For rail travel in Germany, is there any advantage to prebooking train tickets on www.bahn.de rather than buying at the station on the day of travel?

It's just a one time trip, Berlin to Leipzig returning the following day, no special travel cards.  
Are the fares cheaper online?  It isn't clear on the website.

Any advice anyone has would be great.


----------



## undo (31 Oct 2011)

Yes, it is cheaper on their website but only if you choose your train in advance and buy one of the Sparpreis tickets for it. Here is how it breaks down:

* While supplies last (and no later than three days before travel), you can buy Sparpreis-Tickets online. You have to pick specific trains and are bound by these. The price should be from €19 oneway or even less per person if there are two of you going.

* If there is no Sparpreis available and you are traveling within less than a week, you can buy last minute tickets at http://bahn.ltur.com/ from €24 oneway. The number of tickets is very limited and you have to pick specifc trains again.

If you do not avail of any of the above, you have to pay full price. There are different options:

* Buy a regular ticket online. No surcharge.

* Buy a regular ticket at a machine at the station. No surcharge.

* Buy a regular ticket at the window. Surcharge for bothering a human when a machine would have done (notice this is the opposite of Ireland where you pay a surcharge for the privilege of dealing with a machine).

* Buy a regular ticket on board. Surchage for onboard sale. This is the dearest option with a total surchage of €5 or so.


----------



## Janet (31 Oct 2011)

One other option that is sometime available is to get a temporary 3-month Bahncard 25.  That means you get 25% discount on normal tickets so depending on how far you're travelling it can be worth it.  They don't always offer it so the only thing to be careful about would be not signing up for a full Bahncard, which costs a fair amount every year (I pay 230 per year for a Bahncard 50, which gives me 50% discount) and has lots of small print for when it can be cancelled.

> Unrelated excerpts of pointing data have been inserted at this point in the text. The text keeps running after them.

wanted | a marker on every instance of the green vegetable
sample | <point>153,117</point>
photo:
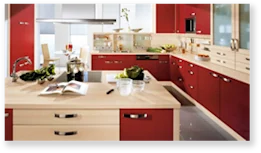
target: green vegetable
<point>41,73</point>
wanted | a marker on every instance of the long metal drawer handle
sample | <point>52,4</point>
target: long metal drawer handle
<point>191,72</point>
<point>226,80</point>
<point>65,133</point>
<point>65,115</point>
<point>214,75</point>
<point>6,114</point>
<point>135,116</point>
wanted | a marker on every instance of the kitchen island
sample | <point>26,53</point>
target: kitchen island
<point>151,115</point>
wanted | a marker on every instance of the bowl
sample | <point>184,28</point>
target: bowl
<point>136,30</point>
<point>138,85</point>
<point>118,30</point>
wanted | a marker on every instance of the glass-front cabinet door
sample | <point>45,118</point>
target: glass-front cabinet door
<point>243,27</point>
<point>231,26</point>
<point>222,24</point>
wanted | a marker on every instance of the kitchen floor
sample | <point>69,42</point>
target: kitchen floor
<point>195,125</point>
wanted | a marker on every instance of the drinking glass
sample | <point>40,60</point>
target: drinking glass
<point>124,86</point>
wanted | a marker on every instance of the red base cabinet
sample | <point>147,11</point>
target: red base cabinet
<point>208,90</point>
<point>8,124</point>
<point>235,105</point>
<point>146,125</point>
<point>21,33</point>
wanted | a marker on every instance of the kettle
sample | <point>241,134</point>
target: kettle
<point>75,69</point>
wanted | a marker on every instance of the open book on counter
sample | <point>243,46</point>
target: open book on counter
<point>63,87</point>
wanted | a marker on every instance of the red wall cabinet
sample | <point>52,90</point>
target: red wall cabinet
<point>165,18</point>
<point>235,105</point>
<point>202,18</point>
<point>146,125</point>
<point>8,124</point>
<point>21,33</point>
<point>208,90</point>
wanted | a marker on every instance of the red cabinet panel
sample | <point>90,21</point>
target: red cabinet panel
<point>235,105</point>
<point>202,18</point>
<point>208,90</point>
<point>21,33</point>
<point>8,124</point>
<point>165,18</point>
<point>157,126</point>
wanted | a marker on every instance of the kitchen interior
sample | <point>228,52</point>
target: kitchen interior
<point>198,52</point>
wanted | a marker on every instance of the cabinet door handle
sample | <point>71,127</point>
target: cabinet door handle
<point>236,44</point>
<point>135,116</point>
<point>65,133</point>
<point>108,62</point>
<point>232,45</point>
<point>101,56</point>
<point>214,75</point>
<point>6,115</point>
<point>191,72</point>
<point>226,80</point>
<point>65,115</point>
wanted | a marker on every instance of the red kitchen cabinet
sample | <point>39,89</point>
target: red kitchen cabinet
<point>163,73</point>
<point>21,33</point>
<point>165,18</point>
<point>208,90</point>
<point>8,124</point>
<point>146,125</point>
<point>235,105</point>
<point>202,18</point>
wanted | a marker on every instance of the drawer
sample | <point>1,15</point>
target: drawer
<point>223,62</point>
<point>243,67</point>
<point>243,58</point>
<point>66,133</point>
<point>223,54</point>
<point>66,117</point>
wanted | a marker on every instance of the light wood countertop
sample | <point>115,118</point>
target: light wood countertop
<point>25,95</point>
<point>234,74</point>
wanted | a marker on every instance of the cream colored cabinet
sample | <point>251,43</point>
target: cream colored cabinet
<point>230,34</point>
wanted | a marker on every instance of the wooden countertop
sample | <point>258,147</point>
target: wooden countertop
<point>25,95</point>
<point>237,75</point>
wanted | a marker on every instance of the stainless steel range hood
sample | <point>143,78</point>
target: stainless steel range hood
<point>77,21</point>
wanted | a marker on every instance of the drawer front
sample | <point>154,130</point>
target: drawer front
<point>243,67</point>
<point>223,62</point>
<point>66,133</point>
<point>66,117</point>
<point>243,58</point>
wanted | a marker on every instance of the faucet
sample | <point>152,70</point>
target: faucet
<point>14,75</point>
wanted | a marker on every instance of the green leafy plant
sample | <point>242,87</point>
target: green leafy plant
<point>126,15</point>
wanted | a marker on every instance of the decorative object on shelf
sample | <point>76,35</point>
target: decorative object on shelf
<point>118,30</point>
<point>169,47</point>
<point>126,15</point>
<point>39,75</point>
<point>202,57</point>
<point>136,30</point>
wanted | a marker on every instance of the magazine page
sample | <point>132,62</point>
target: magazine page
<point>54,89</point>
<point>76,86</point>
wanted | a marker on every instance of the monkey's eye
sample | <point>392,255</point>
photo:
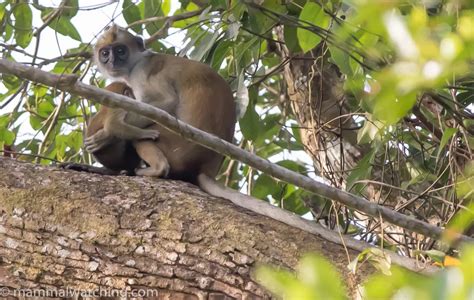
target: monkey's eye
<point>120,50</point>
<point>104,53</point>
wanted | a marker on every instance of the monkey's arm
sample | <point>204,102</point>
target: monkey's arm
<point>115,127</point>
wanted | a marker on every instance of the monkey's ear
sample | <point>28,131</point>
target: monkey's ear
<point>140,43</point>
<point>128,92</point>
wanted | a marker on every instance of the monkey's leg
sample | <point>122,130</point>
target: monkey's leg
<point>97,141</point>
<point>115,125</point>
<point>153,156</point>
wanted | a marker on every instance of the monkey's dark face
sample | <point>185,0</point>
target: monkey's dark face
<point>117,51</point>
<point>115,57</point>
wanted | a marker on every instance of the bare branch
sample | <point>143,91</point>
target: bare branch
<point>68,83</point>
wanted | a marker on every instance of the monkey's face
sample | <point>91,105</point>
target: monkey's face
<point>117,51</point>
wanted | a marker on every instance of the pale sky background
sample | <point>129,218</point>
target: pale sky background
<point>90,23</point>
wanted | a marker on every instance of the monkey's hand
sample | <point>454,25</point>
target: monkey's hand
<point>149,134</point>
<point>97,141</point>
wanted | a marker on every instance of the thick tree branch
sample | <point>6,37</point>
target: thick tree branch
<point>69,84</point>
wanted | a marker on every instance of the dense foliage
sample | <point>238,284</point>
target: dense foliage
<point>375,97</point>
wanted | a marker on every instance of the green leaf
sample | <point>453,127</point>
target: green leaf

I did get a 3-month Bahncard 25 a few years ago when I was just here on holidays - it cost 25 euro then and if it's available on special offer would probably be about the same now.  Berlin to Leipzig costs about 40 euro on a normal ticket, which would mean you'd only be saving 10 so even for a return ticket it wouldn't be worth it (spending 25 euro to save 20 euro = silly  ).  But if you were planning to do any other travel it's something to keep in mind.

It's also possible to get regional special offers for travel on the non-express trains (so you can't go on the IC or ICE intercity trains) and if you have a few people and plenty of time that can be a very cheap way of getting around.  For example, there's a ticket for Brandenburg-Berlin which costs 28 euro which allows up to five people to travel within that state for a full day (Mondays to Fridays after 9 a.m. and all day on weekends and holidays). Another advantage is that it can usually be used for travel within the main cities (trams, underground etc).  [broken link removed].


----------



## Ash (31 Oct 2011)

Thank you both very much for the very detailed and informative replies.  
There will be two travelling so it might work out cheaper.  It's a flying visit so a bit unsure of committing to specific trains in the event of a delay.
Will check out the site again and see what the best option is.

Again, thank you both for your great relies.  They are a great help.


----------



## supertrooper (31 Oct 2011)

the cheapest fares are online, I think they go onsale 90 days before travel date. Be sure to check out the man in Seat 61, the guru for all things train travel related  http://www.seat61.com/


----------